I wonder if using a bigger gun would give higher altitude and let you fire rockets that could go the last stretch on their own?
If I recall, they tried that, in some of the later 'martlets' they tested. They were almost there, and it was always known (literally, IIRC Newton did the original math) that a gun alone could not shoot a projectile into orbit. There's always got to be a second push at the end to circularize the path. Otherwise you either exceed the planet's escape velocity or you have a very high parabola.
Basically though, the budget ran out before they could get a successful launch. Maintaining the guns took a lot of government support because the charges and all the parts were coming from diverted battleship supplies.
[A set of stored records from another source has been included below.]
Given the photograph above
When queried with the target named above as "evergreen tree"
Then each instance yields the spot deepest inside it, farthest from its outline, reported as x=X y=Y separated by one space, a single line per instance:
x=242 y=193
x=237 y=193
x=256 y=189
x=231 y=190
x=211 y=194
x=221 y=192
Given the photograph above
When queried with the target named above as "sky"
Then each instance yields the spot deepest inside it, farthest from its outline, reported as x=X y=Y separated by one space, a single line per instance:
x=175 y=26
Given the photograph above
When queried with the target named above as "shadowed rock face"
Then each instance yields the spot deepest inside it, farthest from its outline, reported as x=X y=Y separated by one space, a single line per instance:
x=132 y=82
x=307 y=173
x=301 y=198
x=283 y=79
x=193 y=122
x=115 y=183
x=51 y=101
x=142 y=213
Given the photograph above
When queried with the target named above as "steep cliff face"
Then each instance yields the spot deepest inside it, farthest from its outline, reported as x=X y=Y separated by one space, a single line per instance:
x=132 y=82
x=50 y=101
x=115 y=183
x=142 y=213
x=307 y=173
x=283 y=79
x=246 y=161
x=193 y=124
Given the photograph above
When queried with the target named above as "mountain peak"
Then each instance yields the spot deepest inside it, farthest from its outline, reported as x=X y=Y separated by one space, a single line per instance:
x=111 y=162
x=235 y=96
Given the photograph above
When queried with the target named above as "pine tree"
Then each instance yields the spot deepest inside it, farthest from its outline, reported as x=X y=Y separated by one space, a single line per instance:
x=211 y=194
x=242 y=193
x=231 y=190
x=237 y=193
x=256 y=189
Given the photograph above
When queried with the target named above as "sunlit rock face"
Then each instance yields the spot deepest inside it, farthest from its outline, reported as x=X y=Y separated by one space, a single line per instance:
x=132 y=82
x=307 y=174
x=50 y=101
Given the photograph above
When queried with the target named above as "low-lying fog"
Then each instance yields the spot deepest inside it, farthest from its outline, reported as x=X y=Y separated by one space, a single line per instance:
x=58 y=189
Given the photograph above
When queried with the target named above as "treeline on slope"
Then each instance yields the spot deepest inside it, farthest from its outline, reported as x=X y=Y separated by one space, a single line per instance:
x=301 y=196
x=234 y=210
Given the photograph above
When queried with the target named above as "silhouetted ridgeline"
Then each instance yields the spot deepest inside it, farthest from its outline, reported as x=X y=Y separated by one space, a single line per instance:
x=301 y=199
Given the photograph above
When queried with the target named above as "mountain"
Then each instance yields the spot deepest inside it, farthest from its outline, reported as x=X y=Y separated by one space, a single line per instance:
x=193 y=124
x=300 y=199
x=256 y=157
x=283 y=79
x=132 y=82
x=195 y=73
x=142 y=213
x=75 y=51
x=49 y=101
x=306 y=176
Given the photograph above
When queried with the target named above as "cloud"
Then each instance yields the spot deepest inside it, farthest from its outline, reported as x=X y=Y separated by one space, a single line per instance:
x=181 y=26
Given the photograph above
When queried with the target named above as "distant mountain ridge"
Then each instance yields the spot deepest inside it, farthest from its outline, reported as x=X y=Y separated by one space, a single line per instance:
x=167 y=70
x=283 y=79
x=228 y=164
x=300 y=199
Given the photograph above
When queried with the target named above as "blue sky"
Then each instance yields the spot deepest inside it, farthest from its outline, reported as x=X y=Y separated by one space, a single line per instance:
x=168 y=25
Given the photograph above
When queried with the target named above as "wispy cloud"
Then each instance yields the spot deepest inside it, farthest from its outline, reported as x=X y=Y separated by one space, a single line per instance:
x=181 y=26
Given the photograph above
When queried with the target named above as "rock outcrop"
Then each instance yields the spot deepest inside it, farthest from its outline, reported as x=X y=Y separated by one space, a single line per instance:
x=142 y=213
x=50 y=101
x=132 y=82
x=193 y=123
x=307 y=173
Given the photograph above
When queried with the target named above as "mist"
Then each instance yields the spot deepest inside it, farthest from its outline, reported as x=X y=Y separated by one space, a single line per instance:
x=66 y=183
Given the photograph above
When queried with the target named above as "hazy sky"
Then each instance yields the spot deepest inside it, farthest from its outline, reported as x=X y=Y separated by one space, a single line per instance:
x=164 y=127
The grain on the gunpowder such a cannon needs is more like thumb sized plastic tubes, so it's not something you can just go out and buy.
Gerry Bull pretty much alienated his sponsors at the end, got another few months of funding by cooking the books and promising that the site would generate results and become self sufficient, then as a final insult/injury, blackmailed them into selling the site and assets off to a company he controlled by showing up with a court order on behalf of the citizens of barbados ordering the site returned to its original pristine condition whenever operations ended. Since the powers that be had no intention of supporting any further operations, they basically turned it over to him on the pretext that he would keep it running.
Just as a bit of trivia, I'm imagining that made the HARP guns the largest privately owned guns in any collection, at least till the Mossad caught up with Gerry. Right now, they're still rusting away on the beach in barbados.